Question link : https://atcoder.jp/contests/abc175/tasks/abc175_f and My Solution link : https://atcoder.jp/contests/abc175/submissions/15984070
Solution reference of int65536 (rank 1 in contest): https://atcoder.jp/contests/abc175/submissions/15936454
I did some sort of similar approach but instead of applying Dijkstra's algorithm to find the shortest path where state is defined using (prefix & suffix), I tried to use recursive dp approach with memoization (seemed intuitive to me).
I manage to pass almost all the cases but getting RE in 4 test cases. Can someone please help me where I might be going wrong with my solution?
Also can someone share an insight why every high rated coder intuitively thought of applying Dijkstra and not a recursive dp? Is there some property that I am missing? Can someone please help?
For reference : - tribute_to_Ukraine_2022 https://codeforces.com/blog/entry/81458?#comment-681148 and - galen_colin https://www.youtube.com/watch?v=HmbZiI0rAk4
My Solution :
#include<bits/stdc++.h>
using namespace std;
#define LL long long
const int MOD = 1e9 + 7;
const LL INF = 1e18 + 9;
const int MX = 1e5 + 5;
int n;
vector<string> inp;
vector<LL> cost;
bool isPalindrome(string s) {
int l = s.size();
for(int i=0;i<l;i++) {
if(s[i] != s[l-1-i])
return false;
}
return true;
}
vector<string> getNextState(string s1, string s2) {
vector<string> ret;
int l1 = s1.size();
int l2 = s2.size();
int l = min(l1,l2);
for(int i=0;i<l;i++) {
if(s1[i] != s2[l2-1-i]) {
return ret;
}
}
if(l1 == l2) {
ret.push_back("");
ret.push_back("");
}
else if(l1 > l2) {
string tmp = s1.substr(l2);
ret.push_back(tmp);
ret.push_back("");
}
else {
string tmp = s2.substr(0, l2-l1);
ret.push_back("");
ret.push_back(tmp);
}
return ret;
}
map<pair<string, string>, LL > cache;
LL solve(string pre, string suff) {
if(isPalindrome(pre + suff)) {
return 0;
}
if(cache.find({pre,suff}) != cache.end()) {
return cache[{pre,suff}];
}
LL ret = INF;
for(int i=0;i<n;i++) {
vector<string> cand;
if(pre.size() > 0) {
cand = getNextState(pre, inp[i]);
} else {
cand = getNextState(inp[i], suff);
}
if(cand.size() == 0) {
continue;
}
ret = min(ret, cost[i] + solve(cand[0], cand[1]));
}
cache[{pre, suff}] = ret;
return ret;
}
int main() {
cin >> n;
inp.resize(n);
cost.resize(n);
for(int i=0;i<n;i++) {
cin >> inp[i] >> cost[i];
}
LL ans = INF;
for(int i=0;i<n;i++) {
ans = min(ans, cost[i] + solve(inp[i], ""));
}
if(ans == INF) {
cout << -1 << endl;
return 0;
}
cout << ans << endl;
return 0;
}
I am sorry, but why downvotes? Can someone please help me with my solution and in general the intuition behind the problem?

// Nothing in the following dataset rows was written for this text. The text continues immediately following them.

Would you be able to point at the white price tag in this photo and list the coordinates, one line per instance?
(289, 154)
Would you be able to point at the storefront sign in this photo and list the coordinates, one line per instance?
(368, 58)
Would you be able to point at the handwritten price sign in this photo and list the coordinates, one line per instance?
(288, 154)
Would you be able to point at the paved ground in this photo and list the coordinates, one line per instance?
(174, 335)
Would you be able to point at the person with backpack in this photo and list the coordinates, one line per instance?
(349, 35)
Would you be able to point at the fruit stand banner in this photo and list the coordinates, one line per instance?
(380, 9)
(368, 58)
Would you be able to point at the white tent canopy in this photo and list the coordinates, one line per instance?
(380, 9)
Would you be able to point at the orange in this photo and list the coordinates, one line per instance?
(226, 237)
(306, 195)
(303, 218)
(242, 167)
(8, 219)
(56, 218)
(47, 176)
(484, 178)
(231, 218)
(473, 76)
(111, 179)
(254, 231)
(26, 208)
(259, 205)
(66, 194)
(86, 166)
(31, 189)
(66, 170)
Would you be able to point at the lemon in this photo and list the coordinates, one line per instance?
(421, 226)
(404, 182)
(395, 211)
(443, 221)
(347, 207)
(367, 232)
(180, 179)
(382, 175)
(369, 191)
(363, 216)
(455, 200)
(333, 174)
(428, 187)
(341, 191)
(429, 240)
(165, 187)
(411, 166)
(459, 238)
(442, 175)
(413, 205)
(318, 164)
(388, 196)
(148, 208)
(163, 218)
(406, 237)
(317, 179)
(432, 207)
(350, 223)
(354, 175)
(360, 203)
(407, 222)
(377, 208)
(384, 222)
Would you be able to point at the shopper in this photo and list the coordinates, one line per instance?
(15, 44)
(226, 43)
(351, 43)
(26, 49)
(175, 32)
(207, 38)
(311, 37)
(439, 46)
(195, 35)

I guess the reason for downvotes is me not explaining my code. So, I'll explain it. I am using the same idea as mentioned by I_love_chickpea's solution (mentioned above). But instead of Dijkstra, I opted for recursive dp with memoization.
My Code Explanation : So I maintained a state (prefix, suffix). Now at any given point only one of it would be set and other would be empty. So wlog assume the current state is (some_prefix, ""). Now I transition to other state by adding some string at the end (i.e suffix) maintaining the palindromic condition. Now since possible values of some_prefix ~ 50 * 20C2 (total strings * total substrings of one string), it's feasible to do so.
Can someone please help me where I might be going wrong? I am not able to wrap my head around it.
Run this on the following test and see what happens:
Thank you so much! I understand the error, that is while solving for a particular state -> after certain steps it may get the same state and it's stuck in infinite recursion.
Btw if possible, perhaps can you explain (or share your intuition) what was the fundamental thing that I missed or rather how Dijkstra was useful (It's obvious via the example but just wanted to understand the thought process).
Since you mentioned me, I'll say that I chose dijkstra because it seemed like the shortest path to AC — ok, enough of that — that is, it was the simplest option to write code for. With DP, there's the potential of worrying about cycles in states, as you just saw (with a cycle, there's also no logical choice of which element to compute first, and if you choose wrong you'll get WA). But with dijkstra, all you have to do is create the transition graph (which you would do anyway with DP) and run the algorithm.
Sure, maybe it creates an extra log factor, but there are such a small number of edges anyway that it doesn't matter.